先日、年商2億円の不動産会社を経営している社長から、こんな相談を受けました。「顧問税理士もいるし、経費はちゃんと落としているつもりなんですけど……なぜか毎年税金が重くて」。
話を聞いていくうちに、ある事実が浮かび上がってきました。自宅は個人契約のまま、出張日当規程は未整備、物件視察の交通費は自腹——。適切に処理すれば法人経費になるはずのお金が、毎年200万円近く「なかったこと」になっていたのです。
「知らなかった」で済んでしまうのが、この種の見落としの怖いところです。今日は、中小企業の社長が特に見落としやすい5つの経費を、順番に整理してみます。
役員社宅|家賃の大半を法人経費にする仕組み
役員社宅とは、会社が物件を法人名義で借り上げ、社長に貸し出す制度です。社長は国税庁の通達に基づいて算出した「賃料相当額」だけを会社に払えば、残りの家賃は全額法人経費になります。
賃料相当額は、物件の固定資産税評価額をもとにした計算式で算出します。家賃20万円のマンションでも、賃料相当額が3〜5万円程度に収まるケースは少なくありません。差額の15万円が毎月経費になれば、年間180万円のインパクトです。
ただし「法人名義での賃貸契約」と「社宅規程の整備」が前提です。

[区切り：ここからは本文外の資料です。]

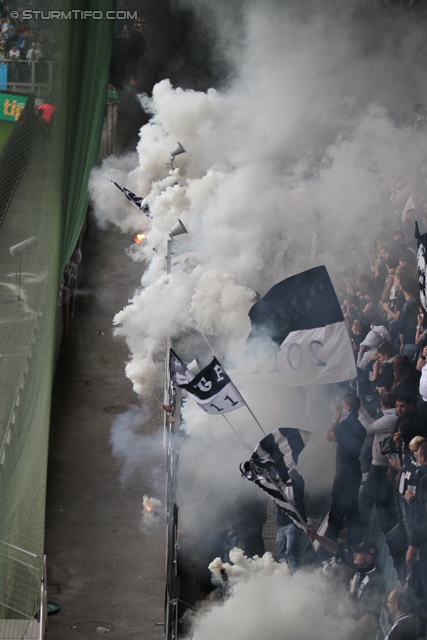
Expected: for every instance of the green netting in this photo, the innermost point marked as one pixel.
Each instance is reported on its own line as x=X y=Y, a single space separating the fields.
x=44 y=167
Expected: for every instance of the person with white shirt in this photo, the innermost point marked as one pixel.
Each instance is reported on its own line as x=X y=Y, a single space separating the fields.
x=377 y=489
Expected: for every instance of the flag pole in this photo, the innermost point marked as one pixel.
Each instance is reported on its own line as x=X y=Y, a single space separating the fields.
x=254 y=416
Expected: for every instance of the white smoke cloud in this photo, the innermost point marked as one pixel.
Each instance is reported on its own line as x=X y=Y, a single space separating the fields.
x=299 y=141
x=265 y=601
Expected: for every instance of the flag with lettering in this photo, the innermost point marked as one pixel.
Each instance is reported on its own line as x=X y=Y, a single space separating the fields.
x=422 y=265
x=211 y=388
x=298 y=334
x=137 y=201
x=270 y=467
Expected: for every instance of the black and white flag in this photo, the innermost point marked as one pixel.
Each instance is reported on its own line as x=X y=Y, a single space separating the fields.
x=300 y=321
x=211 y=388
x=269 y=466
x=422 y=265
x=133 y=198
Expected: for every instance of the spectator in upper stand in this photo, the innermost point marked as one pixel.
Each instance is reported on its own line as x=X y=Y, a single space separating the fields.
x=405 y=380
x=414 y=424
x=421 y=332
x=422 y=366
x=418 y=544
x=382 y=370
x=368 y=293
x=368 y=350
x=423 y=225
x=418 y=498
x=339 y=285
x=350 y=309
x=359 y=331
x=394 y=305
x=377 y=489
x=32 y=52
x=350 y=436
x=400 y=608
x=357 y=255
x=392 y=262
x=407 y=258
x=349 y=277
x=417 y=191
x=411 y=216
x=408 y=319
x=288 y=534
x=366 y=588
x=14 y=54
x=380 y=264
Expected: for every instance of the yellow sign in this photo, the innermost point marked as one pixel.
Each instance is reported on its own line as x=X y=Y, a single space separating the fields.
x=11 y=106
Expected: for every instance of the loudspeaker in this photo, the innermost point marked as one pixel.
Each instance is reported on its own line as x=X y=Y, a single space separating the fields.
x=177 y=229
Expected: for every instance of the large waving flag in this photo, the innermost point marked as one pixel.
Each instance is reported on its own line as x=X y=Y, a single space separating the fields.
x=298 y=326
x=137 y=201
x=269 y=466
x=211 y=388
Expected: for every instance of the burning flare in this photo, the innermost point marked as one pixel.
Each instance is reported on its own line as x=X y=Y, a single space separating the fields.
x=150 y=515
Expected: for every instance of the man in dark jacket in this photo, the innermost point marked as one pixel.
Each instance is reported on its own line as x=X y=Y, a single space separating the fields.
x=288 y=534
x=366 y=588
x=349 y=434
x=404 y=622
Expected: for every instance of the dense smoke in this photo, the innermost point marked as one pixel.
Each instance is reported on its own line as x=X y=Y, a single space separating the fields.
x=291 y=158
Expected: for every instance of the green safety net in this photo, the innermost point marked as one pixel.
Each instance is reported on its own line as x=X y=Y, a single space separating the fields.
x=44 y=169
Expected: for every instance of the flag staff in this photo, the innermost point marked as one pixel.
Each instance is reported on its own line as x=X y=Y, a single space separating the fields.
x=254 y=417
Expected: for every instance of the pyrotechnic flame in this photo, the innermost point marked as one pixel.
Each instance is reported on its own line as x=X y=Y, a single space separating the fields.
x=150 y=515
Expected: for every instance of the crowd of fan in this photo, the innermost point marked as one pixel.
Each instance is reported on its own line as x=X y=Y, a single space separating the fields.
x=18 y=40
x=381 y=427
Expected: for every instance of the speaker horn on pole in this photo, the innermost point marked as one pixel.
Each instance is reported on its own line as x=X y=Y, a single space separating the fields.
x=177 y=150
x=177 y=229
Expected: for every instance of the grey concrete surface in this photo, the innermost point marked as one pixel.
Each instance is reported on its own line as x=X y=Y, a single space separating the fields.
x=102 y=570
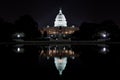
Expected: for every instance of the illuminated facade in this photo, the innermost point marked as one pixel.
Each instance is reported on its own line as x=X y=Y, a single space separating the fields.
x=60 y=53
x=60 y=30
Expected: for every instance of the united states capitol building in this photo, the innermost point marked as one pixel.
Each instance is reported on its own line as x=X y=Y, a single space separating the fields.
x=60 y=30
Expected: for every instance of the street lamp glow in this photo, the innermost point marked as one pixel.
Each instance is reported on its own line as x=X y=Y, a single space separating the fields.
x=18 y=35
x=18 y=49
x=104 y=49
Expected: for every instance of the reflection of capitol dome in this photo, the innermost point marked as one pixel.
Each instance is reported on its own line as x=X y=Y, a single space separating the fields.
x=60 y=63
x=60 y=20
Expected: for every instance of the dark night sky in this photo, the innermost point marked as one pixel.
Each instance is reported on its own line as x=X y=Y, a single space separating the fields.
x=76 y=11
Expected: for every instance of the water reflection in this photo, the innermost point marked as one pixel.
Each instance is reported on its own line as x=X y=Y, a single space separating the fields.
x=18 y=48
x=60 y=53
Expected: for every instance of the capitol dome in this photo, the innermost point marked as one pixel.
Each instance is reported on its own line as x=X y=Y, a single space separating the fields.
x=60 y=20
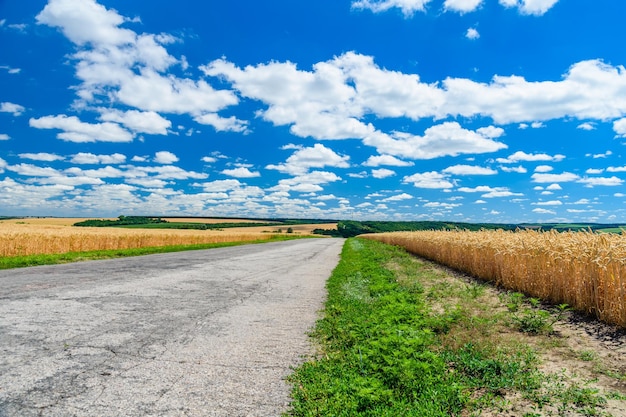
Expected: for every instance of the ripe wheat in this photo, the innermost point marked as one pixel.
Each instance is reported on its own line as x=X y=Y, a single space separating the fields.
x=30 y=239
x=585 y=270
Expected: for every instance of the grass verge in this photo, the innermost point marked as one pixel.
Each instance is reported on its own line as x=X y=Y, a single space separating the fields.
x=400 y=338
x=52 y=259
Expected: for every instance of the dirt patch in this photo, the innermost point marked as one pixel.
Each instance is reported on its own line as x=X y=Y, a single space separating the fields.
x=582 y=359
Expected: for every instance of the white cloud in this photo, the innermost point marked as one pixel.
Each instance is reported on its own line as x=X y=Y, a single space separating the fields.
x=378 y=160
x=462 y=6
x=86 y=22
x=118 y=66
x=490 y=192
x=13 y=108
x=543 y=168
x=11 y=70
x=408 y=7
x=165 y=157
x=431 y=179
x=332 y=100
x=318 y=156
x=241 y=172
x=138 y=121
x=220 y=185
x=382 y=173
x=610 y=182
x=41 y=156
x=76 y=131
x=472 y=34
x=446 y=139
x=221 y=124
x=209 y=159
x=548 y=203
x=518 y=169
x=544 y=211
x=89 y=158
x=398 y=197
x=619 y=126
x=594 y=171
x=530 y=7
x=586 y=126
x=306 y=183
x=556 y=178
x=469 y=170
x=523 y=156
x=601 y=155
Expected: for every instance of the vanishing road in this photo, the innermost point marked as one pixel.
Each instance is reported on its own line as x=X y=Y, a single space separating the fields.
x=198 y=333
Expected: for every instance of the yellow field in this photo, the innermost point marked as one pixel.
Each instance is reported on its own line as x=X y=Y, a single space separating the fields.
x=585 y=270
x=32 y=236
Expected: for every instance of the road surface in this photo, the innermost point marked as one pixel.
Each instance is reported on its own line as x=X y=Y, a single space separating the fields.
x=198 y=333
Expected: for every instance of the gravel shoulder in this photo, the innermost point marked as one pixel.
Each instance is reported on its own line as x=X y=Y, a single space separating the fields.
x=198 y=333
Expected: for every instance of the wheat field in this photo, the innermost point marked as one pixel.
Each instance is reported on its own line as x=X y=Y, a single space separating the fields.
x=21 y=237
x=585 y=270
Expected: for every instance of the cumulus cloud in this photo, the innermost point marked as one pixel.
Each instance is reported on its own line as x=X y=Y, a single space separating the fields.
x=388 y=160
x=433 y=180
x=42 y=156
x=543 y=168
x=548 y=203
x=241 y=172
x=446 y=139
x=472 y=34
x=138 y=121
x=332 y=100
x=469 y=170
x=521 y=156
x=382 y=173
x=115 y=64
x=222 y=124
x=602 y=181
x=318 y=156
x=518 y=169
x=76 y=131
x=462 y=6
x=619 y=126
x=408 y=7
x=397 y=197
x=89 y=158
x=306 y=183
x=165 y=157
x=544 y=211
x=586 y=126
x=556 y=178
x=490 y=192
x=12 y=108
x=530 y=7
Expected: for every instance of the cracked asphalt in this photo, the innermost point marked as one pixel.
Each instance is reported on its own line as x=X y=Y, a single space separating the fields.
x=198 y=333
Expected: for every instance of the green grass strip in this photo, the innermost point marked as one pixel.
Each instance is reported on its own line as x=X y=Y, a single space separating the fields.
x=52 y=259
x=375 y=337
x=381 y=350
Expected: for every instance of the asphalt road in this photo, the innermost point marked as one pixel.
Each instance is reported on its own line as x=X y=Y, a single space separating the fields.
x=198 y=333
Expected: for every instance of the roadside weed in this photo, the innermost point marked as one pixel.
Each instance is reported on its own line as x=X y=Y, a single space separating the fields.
x=401 y=338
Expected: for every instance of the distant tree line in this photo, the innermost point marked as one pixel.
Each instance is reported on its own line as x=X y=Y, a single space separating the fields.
x=121 y=221
x=351 y=228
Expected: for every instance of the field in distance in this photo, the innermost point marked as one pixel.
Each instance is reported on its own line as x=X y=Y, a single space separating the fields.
x=50 y=235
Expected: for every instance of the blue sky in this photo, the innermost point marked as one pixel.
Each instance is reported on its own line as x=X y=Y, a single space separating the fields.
x=458 y=110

個人契約のままで経費にしようとすると、税務調査で即否認されます。
出張日当規程|受け取る側も会社側も得をする
出張日当は、社内規程に金額を定めておくだけで、出張のたびに非課税で受け取れる仕組みです。日当は給与扱いではないため、受け取った側に所得税がかかりません。一方、会社側では経費計上できます。
不動産オーナー系の社長であれば、月に数回の物件視察が発生しますよね。視察のたびに日当が出れば、年間20〜40万円の非課税収入になります。出張日当規程を一度整備してしまえば、あとは粛々と活用するだけです。
不動産調査費・物件視察の交通費
「結局、買わなかった物件だから経費にならないだろう」と思っている社長が多いのですが、これは誤解です。購入の検討段階から発生する調査費用や交通費は、事業に関連する支出として法人経費に計上できます。

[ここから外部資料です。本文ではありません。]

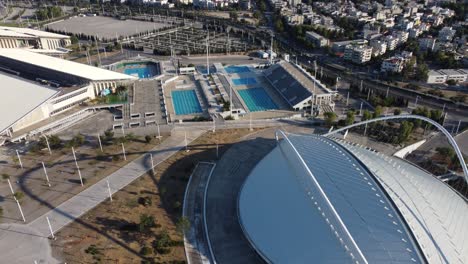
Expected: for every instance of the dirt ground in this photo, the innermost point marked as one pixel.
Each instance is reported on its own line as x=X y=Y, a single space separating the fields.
x=103 y=234
x=64 y=179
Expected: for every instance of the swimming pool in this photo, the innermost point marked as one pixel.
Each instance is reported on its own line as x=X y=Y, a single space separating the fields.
x=257 y=99
x=185 y=102
x=141 y=72
x=236 y=69
x=244 y=81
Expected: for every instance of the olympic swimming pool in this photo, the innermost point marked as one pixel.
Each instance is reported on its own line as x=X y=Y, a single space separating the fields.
x=185 y=102
x=257 y=99
x=244 y=81
x=236 y=69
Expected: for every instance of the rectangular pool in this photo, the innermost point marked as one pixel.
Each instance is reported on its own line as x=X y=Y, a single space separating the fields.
x=257 y=99
x=185 y=102
x=236 y=69
x=142 y=72
x=244 y=81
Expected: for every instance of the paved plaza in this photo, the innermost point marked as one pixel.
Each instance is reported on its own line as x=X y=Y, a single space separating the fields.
x=29 y=243
x=104 y=27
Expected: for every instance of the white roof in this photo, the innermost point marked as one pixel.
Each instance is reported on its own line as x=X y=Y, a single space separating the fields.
x=19 y=97
x=65 y=66
x=28 y=33
x=286 y=219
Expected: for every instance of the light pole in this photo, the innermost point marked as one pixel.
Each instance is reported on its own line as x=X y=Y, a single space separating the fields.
x=416 y=102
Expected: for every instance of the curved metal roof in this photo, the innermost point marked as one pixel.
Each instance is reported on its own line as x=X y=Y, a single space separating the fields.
x=288 y=220
x=436 y=214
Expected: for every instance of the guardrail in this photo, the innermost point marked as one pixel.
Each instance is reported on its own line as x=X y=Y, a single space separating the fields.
x=322 y=203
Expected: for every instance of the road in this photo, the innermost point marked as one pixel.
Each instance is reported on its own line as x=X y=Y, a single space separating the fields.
x=195 y=239
x=34 y=235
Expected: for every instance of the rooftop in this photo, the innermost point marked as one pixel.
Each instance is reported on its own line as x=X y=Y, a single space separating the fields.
x=65 y=66
x=19 y=97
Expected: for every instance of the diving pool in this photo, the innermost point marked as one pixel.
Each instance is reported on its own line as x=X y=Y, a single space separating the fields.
x=185 y=102
x=236 y=69
x=244 y=81
x=257 y=99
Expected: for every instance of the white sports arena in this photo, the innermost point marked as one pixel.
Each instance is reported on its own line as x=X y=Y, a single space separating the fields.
x=319 y=199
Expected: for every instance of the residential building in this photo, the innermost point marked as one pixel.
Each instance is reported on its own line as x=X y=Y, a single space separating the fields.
x=316 y=39
x=441 y=76
x=392 y=42
x=358 y=53
x=393 y=64
x=379 y=47
x=446 y=34
x=427 y=43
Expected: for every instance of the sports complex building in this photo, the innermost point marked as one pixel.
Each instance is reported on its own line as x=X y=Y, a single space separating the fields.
x=320 y=199
x=35 y=40
x=40 y=87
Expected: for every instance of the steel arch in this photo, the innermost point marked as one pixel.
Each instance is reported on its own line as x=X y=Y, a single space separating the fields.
x=432 y=122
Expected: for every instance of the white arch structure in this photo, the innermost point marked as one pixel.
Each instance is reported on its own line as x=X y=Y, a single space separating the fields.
x=432 y=122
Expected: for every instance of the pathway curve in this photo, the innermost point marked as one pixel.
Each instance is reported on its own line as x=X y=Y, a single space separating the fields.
x=29 y=243
x=195 y=241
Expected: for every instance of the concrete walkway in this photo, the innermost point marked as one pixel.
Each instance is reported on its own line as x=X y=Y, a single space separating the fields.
x=195 y=240
x=29 y=243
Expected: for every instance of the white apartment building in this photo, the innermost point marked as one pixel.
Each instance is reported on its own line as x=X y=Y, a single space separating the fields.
x=358 y=54
x=402 y=36
x=316 y=39
x=392 y=64
x=392 y=42
x=446 y=34
x=441 y=76
x=379 y=47
x=427 y=43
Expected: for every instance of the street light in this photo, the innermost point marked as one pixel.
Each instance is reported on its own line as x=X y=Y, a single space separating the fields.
x=416 y=102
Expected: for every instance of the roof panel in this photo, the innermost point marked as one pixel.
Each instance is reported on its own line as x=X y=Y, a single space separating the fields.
x=19 y=97
x=64 y=66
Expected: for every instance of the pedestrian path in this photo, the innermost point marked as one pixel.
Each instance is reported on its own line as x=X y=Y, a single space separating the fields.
x=33 y=236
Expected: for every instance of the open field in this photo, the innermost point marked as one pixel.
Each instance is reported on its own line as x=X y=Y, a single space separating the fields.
x=111 y=232
x=38 y=196
x=104 y=27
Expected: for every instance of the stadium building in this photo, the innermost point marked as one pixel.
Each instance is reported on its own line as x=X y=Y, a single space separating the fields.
x=300 y=89
x=35 y=40
x=317 y=199
x=39 y=87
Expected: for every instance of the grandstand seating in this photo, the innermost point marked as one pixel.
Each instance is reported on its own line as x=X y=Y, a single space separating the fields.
x=293 y=91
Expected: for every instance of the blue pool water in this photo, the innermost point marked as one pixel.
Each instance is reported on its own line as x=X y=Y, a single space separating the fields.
x=142 y=72
x=244 y=81
x=257 y=99
x=236 y=69
x=185 y=102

必要なのは記録を残すことだけ。視察日・場所・検討した理由をメモしておけば十分です。「なぜその物件を見に行ったか」を説明できる状態にしておくことが、税務調査対策の基本になります。
セミナー・研修参加費|「勉強代」を会社で落とす
事業に関連するセミナーや研修の参加費は、法人経費として計上できます。不動産投資系・税務・資金調達・マーケティングなど、業務との関連が説明できるものであれば問題ありません。

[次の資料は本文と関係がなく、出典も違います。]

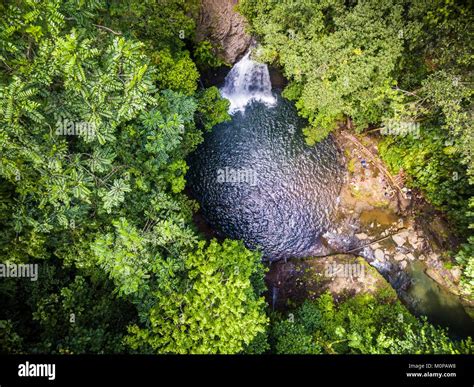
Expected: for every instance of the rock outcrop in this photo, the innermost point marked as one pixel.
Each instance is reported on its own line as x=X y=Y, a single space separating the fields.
x=224 y=27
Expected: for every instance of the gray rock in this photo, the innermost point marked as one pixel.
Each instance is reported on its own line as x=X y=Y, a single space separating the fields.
x=399 y=239
x=399 y=256
x=379 y=255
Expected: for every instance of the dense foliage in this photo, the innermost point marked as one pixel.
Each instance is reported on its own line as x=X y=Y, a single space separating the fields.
x=405 y=65
x=100 y=105
x=362 y=324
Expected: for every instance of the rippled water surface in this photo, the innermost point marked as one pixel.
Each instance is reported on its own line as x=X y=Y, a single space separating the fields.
x=278 y=193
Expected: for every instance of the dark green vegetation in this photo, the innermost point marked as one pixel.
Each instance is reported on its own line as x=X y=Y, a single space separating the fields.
x=101 y=208
x=403 y=64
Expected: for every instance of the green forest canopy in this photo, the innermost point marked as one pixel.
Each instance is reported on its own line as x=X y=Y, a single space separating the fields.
x=99 y=107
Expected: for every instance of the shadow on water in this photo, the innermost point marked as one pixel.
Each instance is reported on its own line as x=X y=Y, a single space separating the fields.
x=426 y=297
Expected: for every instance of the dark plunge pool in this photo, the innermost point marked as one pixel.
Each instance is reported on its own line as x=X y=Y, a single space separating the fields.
x=257 y=180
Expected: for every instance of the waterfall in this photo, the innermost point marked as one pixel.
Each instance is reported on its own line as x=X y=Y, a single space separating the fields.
x=246 y=82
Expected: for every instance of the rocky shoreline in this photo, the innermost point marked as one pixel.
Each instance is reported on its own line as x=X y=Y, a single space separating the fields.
x=378 y=218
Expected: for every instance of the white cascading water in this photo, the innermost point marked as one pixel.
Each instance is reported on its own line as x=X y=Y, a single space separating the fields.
x=246 y=82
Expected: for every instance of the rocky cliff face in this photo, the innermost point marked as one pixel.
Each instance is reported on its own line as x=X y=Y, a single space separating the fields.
x=224 y=27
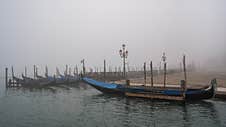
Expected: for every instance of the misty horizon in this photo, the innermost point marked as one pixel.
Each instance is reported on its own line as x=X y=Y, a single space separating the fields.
x=56 y=33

参加費だけでなく、懇親会費や往復の交通費・宿泊費も含めると、年間でそれなりの金額になります。「どうせ個人の勉強だから」と自腹にしてしまっているなら、一度見直す価値があります。
5つ合わせると、年200万円の差が生まれる
一つひとつの金額は大きくなくても、5つを積み上げると年間200万円の経費増は十分に現実的です。実効税率が30%なら、それだけで約60万円の手取りが変わります。5年で300万円です。
とはいえ、これらはすべて「適切に設計すれば合法」という前提があります。裏を返せば、設計を誤ると税務否認のリスクもあります。特に役員社宅と出張日当は、規程が不十分だと「給与」と認定され、追徴課税につながることがあります。
「なんとなくやっている」ではなく、「規程を整備した上で正しく運用している」状態が大切です。
今期の着地が見えてきたタイミングで、一度税理士と一緒にチェックリストを回してみてください。「やっているつもり」の穴が、意外なところに空いているかもしれません。
※本記事は一般的な情報提供を目的としています。具体的な税務判断は税理士にご相談ください。